Sheila Baker, a postdoc in Actinide, Catalysis and Separations Chemistry (C-SIC), measures the temperature response of a fluorescent ionic liquid sample. Upon heating, the emission color dramatically switches, forming the basis for an ultrasensitive optical thermometer. For illustration, a volume of this sample excited with a handheld UV lamp is shown. Photo by LeRoy N. Sanchez, Public Affairs

Laboratory scientists develop novel fluorescent thermometer

University of California scientists working at the Laboratory have developed a fluorescent material that responds rapidly and reversibly to temperature. The material could be the basis for highly sensitive optical thermometers useful in biological monitoring, medical, industrial and security applications.

Although molecule-based optical thermometers have received a great deal of attention recently, most have limited operational ranges on the order of only a few degrees. The Los Alamos thermometer is accurate to one-tenth of a degree and responds to temperature changes ranging from 77 to 284 degrees Fahrenheit, giving it a wider temperature range than any existing fluorescent thermometer.

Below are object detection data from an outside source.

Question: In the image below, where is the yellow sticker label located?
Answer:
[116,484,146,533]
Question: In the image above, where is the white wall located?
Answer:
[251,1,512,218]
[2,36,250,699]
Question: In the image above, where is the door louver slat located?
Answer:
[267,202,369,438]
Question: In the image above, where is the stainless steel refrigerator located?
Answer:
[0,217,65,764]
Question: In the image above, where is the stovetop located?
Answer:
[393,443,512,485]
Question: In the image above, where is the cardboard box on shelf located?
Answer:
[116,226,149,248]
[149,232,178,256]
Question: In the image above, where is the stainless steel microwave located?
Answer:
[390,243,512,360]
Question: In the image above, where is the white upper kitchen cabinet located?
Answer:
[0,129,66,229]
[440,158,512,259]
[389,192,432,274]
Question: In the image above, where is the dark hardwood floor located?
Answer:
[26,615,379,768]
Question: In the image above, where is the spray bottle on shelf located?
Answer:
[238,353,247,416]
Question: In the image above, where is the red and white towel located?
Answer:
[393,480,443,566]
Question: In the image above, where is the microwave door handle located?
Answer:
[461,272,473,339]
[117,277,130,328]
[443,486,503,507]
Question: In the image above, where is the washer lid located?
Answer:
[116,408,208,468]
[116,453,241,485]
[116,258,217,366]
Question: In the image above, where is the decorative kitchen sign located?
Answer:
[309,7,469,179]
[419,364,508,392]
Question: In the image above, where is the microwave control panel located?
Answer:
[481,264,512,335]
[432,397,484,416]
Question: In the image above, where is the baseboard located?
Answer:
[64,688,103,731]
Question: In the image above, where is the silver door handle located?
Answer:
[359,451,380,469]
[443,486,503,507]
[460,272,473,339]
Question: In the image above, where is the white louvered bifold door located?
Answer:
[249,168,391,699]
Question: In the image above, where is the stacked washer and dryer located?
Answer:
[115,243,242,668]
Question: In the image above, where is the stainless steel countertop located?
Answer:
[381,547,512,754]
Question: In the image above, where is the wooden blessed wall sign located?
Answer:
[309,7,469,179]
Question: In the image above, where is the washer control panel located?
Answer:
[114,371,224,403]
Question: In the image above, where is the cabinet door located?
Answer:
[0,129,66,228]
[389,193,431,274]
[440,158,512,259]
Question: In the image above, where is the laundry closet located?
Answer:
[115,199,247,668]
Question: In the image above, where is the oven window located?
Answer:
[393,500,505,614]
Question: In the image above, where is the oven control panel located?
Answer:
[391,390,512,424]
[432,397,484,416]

The new thermometer employs a luminescent molecule -- a luminophore -- within an ionic liquid. The smallest drop of the ionic liquid contains trillions of these individual molecular reporters. When the luminophores are illuminated with ultraviolet light, one of its components glows in the ultraviolet (375 nanometer) range of the visible spectrum and another component glows a different -- blue -- color near 475 nanometers. The relative intensities of these two bands of light changes dramatically with temperature, thereby creating a color that corresponds with specific temperatures.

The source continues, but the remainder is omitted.